[Tensorflow] RNN - 01. Spam Prediction with BasicRNNCell

Ref: http://blog.csdn.net/mebiuw/article/details/60780813

Ref: https://medium.com/@erikhallstrm/hello-world-rnn-83cd7105b767 [Nice]

Ref: https://medium.com/@erikhallstrm/tensorflow-rnn-api-2bb31821b185 [Nice]

Code Analysis

Download and pre-preprocess

# Implementing an RNN in Tensorflow

#----------------------------------

#

# We implement an RNN in Tensorflow to predict spam/ham from texts

#

# Jeffrey: the data process for nlp here is advanced.

import os

import re

import io

import numpy as np

import matplotlib.pyplot as plt

import tensorflow as tf

from zipfile import ZipFile

import urllib.request

from tensorflow.python.framework import ops

ops.reset_default_graph()

# Start a graph

sess = tf.Session()

# Set RNN parameters

epochs              = 30

batch_size          = 250

max_sequence_length = 40

rnn_size            = 10

embedding_size      = 50

min_word_frequency  = 10

learning_rate       = 0.0005

dropout_keep_prob   = tf.placeholder(tf.float32)

# Download or open data

data_dir = 'temp'

data_file = 'text_data.txt'

if not os.path.exists(data_dir):

    os.makedirs(data_dir)

if not os.path.isfile(os.path.join(data_dir, data_file)):

    zip_url = 'http://archive.ics.uci.edu/ml/machine-learning-databases/00228/smsspamcollection.zip'

    page = urllib.request.urlopen(zip_url)

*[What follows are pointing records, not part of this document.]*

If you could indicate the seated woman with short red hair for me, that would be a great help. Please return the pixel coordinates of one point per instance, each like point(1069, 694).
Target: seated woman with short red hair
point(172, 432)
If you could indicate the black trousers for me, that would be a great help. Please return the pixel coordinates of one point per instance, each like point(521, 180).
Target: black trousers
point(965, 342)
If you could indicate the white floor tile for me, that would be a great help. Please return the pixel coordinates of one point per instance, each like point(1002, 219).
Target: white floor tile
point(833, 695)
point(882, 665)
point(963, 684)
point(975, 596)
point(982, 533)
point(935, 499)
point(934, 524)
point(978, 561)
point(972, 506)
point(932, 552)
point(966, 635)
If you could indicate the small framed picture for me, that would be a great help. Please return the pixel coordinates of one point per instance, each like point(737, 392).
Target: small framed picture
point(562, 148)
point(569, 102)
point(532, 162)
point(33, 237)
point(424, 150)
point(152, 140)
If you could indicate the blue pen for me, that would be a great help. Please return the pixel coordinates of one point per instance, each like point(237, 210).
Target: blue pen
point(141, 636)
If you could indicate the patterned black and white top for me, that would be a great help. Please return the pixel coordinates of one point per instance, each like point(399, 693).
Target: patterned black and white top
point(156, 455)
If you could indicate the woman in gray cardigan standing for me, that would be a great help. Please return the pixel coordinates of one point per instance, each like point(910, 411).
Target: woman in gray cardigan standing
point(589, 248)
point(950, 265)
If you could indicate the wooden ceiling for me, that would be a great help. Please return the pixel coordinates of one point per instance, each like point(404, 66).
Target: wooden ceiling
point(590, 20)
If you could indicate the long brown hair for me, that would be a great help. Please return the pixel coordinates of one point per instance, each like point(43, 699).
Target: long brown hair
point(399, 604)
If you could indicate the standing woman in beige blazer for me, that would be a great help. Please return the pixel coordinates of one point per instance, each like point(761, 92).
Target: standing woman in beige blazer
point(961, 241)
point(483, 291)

    html_content = page.read()

    z = ZipFile(io.BytesIO(html_content))

    file = z.read('SMSSpamCollection')

    # Format Data

    text_data = file.decode()

    text_data = text_data.encode('ascii',errors='ignore')

    text_data = text_data.decode().split('\n')

    # Save data to text file

    with open(os.path.join(data_dir, data_file), 'w') as file_conn:

        for text in text_data:

            file_conn.write("{}\n".format(text))

else:

    # Open data from text file

    text_data = []

    with open(os.path.join(data_dir, data_file), 'r') as file_conn:

        for row in file_conn:

            text_data.append(row)

    text_data = text_data[:-1]

text_data = [x.split('\t') for x in text_data if len(x)>=1]

[text_data_target, text_data_train] = [list(x) for x in zip(*text_data)]

# Create a text cleaning function

def clean_text(text_string):

    text_string = re.sub(r'([^\s\w]|_|[0-9])+', '', text_string)

    text_string = " ".join(text_string.split())

    text_string = text_string.lower()

    return(text_string)

# Clean texts

text_data_train = [clean_text(x) for x in text_data_train]

#Jeffrey

#print("[x]:", text_data_train[:10][:10])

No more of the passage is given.